Une semaine — et c’est tout.

Ce « c’est tout » résonnait dans sa tête comme une alarme.

Quand la porte se referma derrière Tolik, Natasha s’assit dans la cuisine et, pour la première fois en deux ans, se permit de réfléchir vraiment.

Sans chasser les pensées, sans les étouffer avec les habituels « il n’est pas prêt », « il faut patienter », « tout le monde vit ça ».

À trente-deux ans, il faut savoir regarder la vérité en face.

Surtout quand la vérité t’envoie chez ta mère le matin pour ne pas déranger les « proches importants ».

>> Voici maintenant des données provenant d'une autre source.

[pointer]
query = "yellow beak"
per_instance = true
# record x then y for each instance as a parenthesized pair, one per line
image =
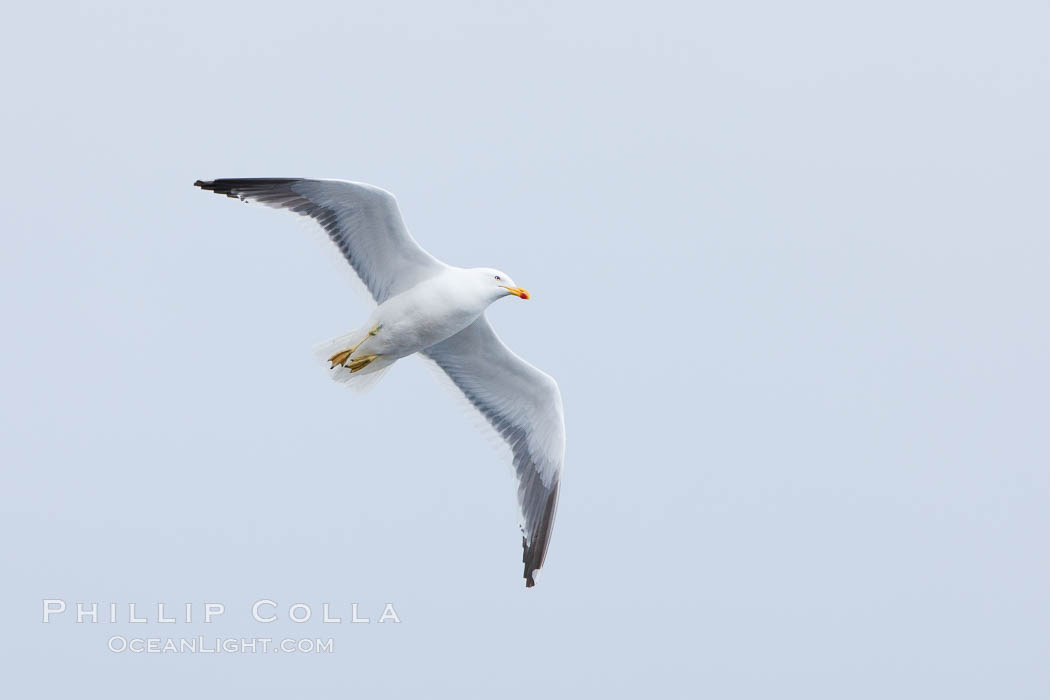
(517, 291)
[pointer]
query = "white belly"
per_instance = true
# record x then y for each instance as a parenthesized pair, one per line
(418, 318)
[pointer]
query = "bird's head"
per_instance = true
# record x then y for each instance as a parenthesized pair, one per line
(499, 283)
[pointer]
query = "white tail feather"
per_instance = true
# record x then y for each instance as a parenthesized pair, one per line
(363, 379)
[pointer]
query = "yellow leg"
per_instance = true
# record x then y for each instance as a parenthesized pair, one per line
(343, 356)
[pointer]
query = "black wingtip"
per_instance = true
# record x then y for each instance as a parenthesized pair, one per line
(242, 188)
(529, 581)
(534, 552)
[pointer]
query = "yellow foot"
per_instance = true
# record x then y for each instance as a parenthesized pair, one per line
(360, 362)
(341, 357)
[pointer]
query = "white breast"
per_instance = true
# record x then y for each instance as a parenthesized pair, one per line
(426, 314)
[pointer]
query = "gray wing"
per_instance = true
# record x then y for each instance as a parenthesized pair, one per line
(524, 405)
(361, 219)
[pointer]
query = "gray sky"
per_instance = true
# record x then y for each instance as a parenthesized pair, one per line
(789, 264)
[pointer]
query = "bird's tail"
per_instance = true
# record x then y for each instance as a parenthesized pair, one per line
(360, 379)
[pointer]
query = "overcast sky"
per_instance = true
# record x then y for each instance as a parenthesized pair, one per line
(788, 262)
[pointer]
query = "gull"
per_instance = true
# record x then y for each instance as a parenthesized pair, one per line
(438, 311)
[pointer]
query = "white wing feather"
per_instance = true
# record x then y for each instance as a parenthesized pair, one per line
(363, 220)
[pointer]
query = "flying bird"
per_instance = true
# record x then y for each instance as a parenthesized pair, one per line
(436, 310)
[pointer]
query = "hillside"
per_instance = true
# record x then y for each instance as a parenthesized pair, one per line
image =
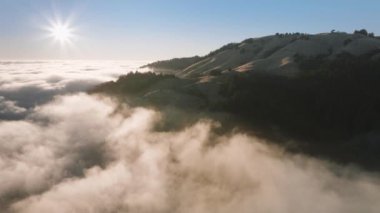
(329, 107)
(276, 54)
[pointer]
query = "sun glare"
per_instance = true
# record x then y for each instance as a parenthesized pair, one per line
(61, 32)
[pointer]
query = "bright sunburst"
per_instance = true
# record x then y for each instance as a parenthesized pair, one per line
(61, 32)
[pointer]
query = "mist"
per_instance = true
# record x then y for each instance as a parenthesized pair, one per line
(81, 153)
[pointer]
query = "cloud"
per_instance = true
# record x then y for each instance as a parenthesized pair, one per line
(82, 153)
(26, 84)
(9, 109)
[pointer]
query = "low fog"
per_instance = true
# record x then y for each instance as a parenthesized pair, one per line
(87, 154)
(75, 152)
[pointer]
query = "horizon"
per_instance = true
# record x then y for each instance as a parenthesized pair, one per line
(150, 31)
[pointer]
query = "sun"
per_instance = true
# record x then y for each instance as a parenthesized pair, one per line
(62, 33)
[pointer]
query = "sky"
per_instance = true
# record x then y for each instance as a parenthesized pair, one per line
(162, 29)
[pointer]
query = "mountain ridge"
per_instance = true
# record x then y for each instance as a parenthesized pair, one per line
(275, 54)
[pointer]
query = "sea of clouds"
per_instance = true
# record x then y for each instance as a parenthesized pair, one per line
(74, 152)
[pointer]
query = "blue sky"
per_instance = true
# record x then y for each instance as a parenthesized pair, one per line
(159, 29)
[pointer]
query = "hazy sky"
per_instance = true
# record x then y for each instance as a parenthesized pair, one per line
(159, 29)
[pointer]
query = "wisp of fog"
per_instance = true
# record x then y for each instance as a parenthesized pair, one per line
(86, 153)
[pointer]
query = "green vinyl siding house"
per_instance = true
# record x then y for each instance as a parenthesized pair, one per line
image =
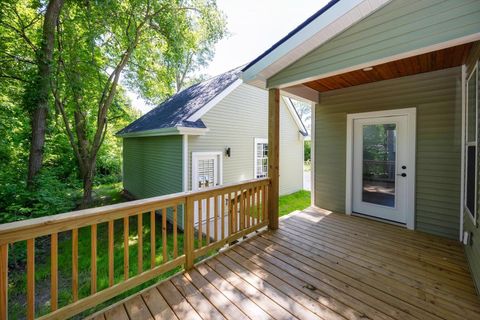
(395, 89)
(210, 134)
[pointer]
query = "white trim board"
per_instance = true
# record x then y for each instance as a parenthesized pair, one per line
(403, 55)
(255, 142)
(166, 132)
(336, 19)
(217, 154)
(203, 110)
(411, 162)
(294, 114)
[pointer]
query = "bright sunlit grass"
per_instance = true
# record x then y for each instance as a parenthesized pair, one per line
(295, 201)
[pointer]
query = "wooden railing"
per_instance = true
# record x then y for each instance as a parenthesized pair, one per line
(213, 218)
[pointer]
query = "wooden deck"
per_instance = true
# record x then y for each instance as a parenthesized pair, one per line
(319, 266)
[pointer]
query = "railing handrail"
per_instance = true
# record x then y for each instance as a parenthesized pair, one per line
(238, 209)
(37, 227)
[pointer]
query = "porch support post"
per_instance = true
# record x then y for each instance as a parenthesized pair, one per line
(273, 156)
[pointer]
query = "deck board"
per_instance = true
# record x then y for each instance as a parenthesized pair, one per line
(319, 266)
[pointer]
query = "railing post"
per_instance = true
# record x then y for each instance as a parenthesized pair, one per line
(3, 282)
(189, 233)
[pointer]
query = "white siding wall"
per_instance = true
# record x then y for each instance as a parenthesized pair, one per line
(235, 122)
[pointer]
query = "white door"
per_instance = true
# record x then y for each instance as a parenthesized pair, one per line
(382, 168)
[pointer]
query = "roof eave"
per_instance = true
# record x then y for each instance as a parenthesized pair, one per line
(165, 132)
(314, 32)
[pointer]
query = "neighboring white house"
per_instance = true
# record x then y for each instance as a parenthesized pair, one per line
(210, 134)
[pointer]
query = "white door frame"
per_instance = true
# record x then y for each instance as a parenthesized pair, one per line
(196, 155)
(411, 147)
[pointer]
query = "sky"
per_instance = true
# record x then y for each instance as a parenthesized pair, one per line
(254, 26)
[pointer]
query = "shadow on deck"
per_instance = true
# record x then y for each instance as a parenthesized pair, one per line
(318, 266)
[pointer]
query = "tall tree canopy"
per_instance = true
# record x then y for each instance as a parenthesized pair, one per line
(99, 50)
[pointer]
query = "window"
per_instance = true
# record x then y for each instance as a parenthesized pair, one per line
(471, 160)
(261, 158)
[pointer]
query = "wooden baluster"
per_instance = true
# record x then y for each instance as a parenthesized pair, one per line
(152, 240)
(93, 276)
(207, 220)
(175, 245)
(75, 264)
(126, 262)
(111, 253)
(164, 235)
(140, 242)
(31, 279)
(3, 281)
(200, 224)
(243, 198)
(222, 218)
(53, 272)
(215, 218)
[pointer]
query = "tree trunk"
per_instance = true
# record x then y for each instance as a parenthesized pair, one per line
(87, 178)
(40, 111)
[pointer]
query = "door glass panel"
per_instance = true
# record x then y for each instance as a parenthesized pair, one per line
(379, 167)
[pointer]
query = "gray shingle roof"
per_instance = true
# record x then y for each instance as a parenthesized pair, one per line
(175, 111)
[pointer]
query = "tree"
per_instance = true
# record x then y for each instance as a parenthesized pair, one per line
(199, 52)
(99, 44)
(42, 88)
(20, 21)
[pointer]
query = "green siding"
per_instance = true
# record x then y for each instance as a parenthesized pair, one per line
(152, 166)
(235, 122)
(400, 26)
(473, 250)
(437, 97)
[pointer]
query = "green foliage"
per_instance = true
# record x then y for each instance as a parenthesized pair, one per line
(174, 37)
(307, 150)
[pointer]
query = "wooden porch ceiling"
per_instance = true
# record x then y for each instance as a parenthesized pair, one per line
(319, 266)
(431, 61)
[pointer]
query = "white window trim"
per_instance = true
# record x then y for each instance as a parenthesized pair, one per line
(196, 155)
(412, 118)
(255, 142)
(473, 216)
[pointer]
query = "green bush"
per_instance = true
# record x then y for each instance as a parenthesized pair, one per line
(54, 194)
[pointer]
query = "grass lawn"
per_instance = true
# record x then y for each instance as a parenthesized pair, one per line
(17, 278)
(105, 194)
(295, 201)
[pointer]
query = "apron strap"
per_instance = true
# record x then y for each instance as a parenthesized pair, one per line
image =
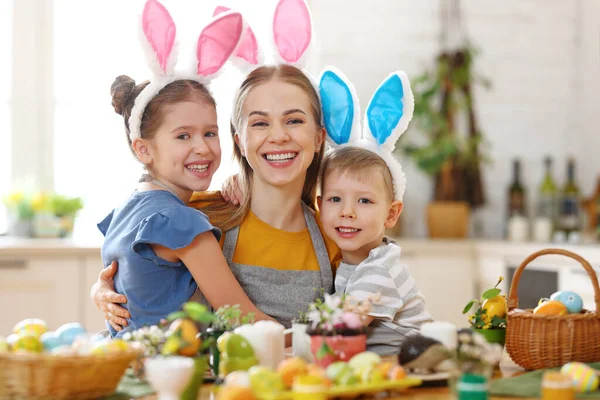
(320, 249)
(230, 243)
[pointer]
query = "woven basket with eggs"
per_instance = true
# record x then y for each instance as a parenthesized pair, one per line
(536, 341)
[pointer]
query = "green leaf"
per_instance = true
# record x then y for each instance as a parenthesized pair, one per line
(323, 351)
(468, 306)
(176, 315)
(491, 293)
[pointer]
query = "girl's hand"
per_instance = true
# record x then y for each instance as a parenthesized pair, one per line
(106, 299)
(231, 190)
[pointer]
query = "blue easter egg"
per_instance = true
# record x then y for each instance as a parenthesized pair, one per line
(571, 300)
(68, 332)
(50, 340)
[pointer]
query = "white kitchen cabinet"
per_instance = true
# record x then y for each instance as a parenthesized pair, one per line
(45, 287)
(445, 278)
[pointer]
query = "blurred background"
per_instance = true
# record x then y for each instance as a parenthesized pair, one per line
(506, 100)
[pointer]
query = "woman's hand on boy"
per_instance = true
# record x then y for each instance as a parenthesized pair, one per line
(106, 299)
(231, 190)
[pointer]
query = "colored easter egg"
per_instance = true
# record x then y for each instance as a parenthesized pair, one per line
(34, 326)
(571, 300)
(551, 307)
(50, 340)
(68, 332)
(29, 343)
(584, 377)
(4, 346)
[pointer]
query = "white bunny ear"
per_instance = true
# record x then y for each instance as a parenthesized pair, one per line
(389, 111)
(292, 31)
(247, 56)
(158, 38)
(341, 109)
(217, 42)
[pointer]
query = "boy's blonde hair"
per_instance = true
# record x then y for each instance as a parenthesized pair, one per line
(357, 161)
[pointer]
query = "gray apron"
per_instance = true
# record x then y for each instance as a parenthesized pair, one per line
(283, 294)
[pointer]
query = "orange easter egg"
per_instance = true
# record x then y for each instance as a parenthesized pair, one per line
(551, 307)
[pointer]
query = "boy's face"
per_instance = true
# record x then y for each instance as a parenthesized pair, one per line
(355, 212)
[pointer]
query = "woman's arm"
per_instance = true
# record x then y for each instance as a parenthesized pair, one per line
(106, 299)
(204, 258)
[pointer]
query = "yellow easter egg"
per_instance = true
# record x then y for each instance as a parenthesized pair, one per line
(583, 376)
(29, 343)
(33, 326)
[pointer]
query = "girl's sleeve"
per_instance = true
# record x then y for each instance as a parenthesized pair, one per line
(105, 223)
(174, 228)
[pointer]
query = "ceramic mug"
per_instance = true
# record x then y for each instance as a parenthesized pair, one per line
(300, 342)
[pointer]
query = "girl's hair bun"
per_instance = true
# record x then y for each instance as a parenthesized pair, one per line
(121, 90)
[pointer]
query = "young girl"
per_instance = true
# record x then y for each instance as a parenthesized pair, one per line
(165, 249)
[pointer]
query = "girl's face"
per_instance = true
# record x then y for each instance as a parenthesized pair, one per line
(185, 152)
(279, 135)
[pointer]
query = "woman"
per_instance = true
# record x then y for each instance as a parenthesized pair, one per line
(272, 242)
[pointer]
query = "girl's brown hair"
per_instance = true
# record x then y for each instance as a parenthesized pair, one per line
(124, 91)
(284, 73)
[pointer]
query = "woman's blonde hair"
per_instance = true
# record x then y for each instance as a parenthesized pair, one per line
(283, 73)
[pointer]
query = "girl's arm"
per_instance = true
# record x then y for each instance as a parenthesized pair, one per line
(204, 258)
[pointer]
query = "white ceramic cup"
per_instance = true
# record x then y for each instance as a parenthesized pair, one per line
(300, 342)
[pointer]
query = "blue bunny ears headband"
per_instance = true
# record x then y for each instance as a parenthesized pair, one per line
(386, 118)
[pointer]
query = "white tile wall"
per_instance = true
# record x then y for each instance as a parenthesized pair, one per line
(542, 56)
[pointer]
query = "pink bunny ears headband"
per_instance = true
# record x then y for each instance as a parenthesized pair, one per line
(216, 43)
(224, 36)
(386, 118)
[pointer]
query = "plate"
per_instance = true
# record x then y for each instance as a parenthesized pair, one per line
(354, 390)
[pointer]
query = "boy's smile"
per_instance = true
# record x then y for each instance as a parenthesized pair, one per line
(355, 212)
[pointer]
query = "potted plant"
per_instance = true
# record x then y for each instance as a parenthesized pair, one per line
(178, 335)
(473, 362)
(20, 213)
(489, 319)
(443, 97)
(227, 318)
(336, 329)
(66, 209)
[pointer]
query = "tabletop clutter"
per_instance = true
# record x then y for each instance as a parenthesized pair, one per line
(248, 360)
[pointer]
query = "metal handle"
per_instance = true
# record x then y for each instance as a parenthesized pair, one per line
(13, 264)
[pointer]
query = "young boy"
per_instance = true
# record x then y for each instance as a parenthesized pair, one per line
(357, 205)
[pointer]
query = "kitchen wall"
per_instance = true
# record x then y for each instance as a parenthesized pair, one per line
(542, 56)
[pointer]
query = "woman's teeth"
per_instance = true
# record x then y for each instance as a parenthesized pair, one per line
(198, 168)
(280, 157)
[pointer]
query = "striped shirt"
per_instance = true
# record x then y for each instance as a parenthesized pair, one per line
(400, 310)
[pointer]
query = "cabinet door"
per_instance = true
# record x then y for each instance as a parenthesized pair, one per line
(39, 287)
(93, 318)
(446, 283)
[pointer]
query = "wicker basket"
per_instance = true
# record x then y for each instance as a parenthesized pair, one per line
(47, 376)
(547, 341)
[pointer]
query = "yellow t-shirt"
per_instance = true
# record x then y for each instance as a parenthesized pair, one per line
(260, 244)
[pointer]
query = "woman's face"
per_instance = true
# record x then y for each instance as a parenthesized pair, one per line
(279, 135)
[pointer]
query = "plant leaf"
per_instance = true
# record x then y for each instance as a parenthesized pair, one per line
(491, 293)
(468, 306)
(323, 351)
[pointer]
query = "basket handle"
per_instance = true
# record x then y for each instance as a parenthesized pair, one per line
(513, 299)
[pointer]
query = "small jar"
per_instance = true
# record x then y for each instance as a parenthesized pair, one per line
(472, 387)
(557, 386)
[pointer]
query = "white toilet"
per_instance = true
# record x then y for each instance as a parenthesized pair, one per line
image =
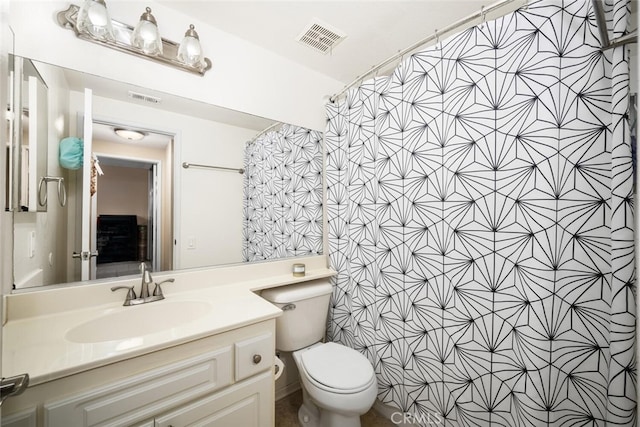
(338, 383)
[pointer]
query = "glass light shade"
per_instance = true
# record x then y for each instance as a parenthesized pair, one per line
(190, 51)
(94, 19)
(130, 134)
(146, 35)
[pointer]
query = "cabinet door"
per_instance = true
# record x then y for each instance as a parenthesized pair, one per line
(247, 404)
(21, 419)
(144, 395)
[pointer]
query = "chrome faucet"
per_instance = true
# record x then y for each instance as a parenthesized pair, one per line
(144, 297)
(146, 280)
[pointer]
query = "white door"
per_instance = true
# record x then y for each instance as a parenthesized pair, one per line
(155, 218)
(88, 241)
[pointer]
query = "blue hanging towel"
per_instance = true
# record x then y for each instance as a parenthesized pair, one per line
(71, 152)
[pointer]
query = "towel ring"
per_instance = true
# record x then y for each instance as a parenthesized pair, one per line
(62, 191)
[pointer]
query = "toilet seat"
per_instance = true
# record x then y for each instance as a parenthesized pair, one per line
(337, 369)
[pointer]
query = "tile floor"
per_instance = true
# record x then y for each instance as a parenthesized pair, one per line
(287, 413)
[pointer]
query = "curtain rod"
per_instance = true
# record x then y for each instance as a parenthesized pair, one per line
(187, 165)
(435, 36)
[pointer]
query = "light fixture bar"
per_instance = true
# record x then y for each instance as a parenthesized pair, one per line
(68, 18)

Le téléphone dans sa main semblait soudain terriblement lourd.

Les tonalités duraient une éternité.

— Maman, — sa voix trembla traîtreusement.

— Je peux venir ?

— Natashen’ka ? — la voix de Polina Egorovna devint instantanément inquiète.

— Que s’est-il passé ?

— Rien, maman.

Juste… est-ce que je peux venir ? Pour de bon.

Un silence suivit.

Natasha imaginait presque sa mère cherchant ses mots avec prudence :

— Bien sûr, ma chérie.

Tu as besoin d’aide ? Je peux…

— Non, maman.

Je vais le faire seule.

Je serai là demain.

Faire ses bagages fut étonnamment simple.

Deux années de vie tenaient dans une valise et un sac de sport.

Des cosmétiques, des vêtements, quelques livres.

La plupart des choses, elle les avait achetées elle-même — Tolik ne la gâtait pas en cadeaux, préférant « investir dans l’avenir ».

Dans leur avenir commun, qui, comme il s’est avéré, n’avait jamais existé.

Ses mains bougeaient d’elles-mêmes, pendant que sa tête se remplissait de souvenirs fragmentés.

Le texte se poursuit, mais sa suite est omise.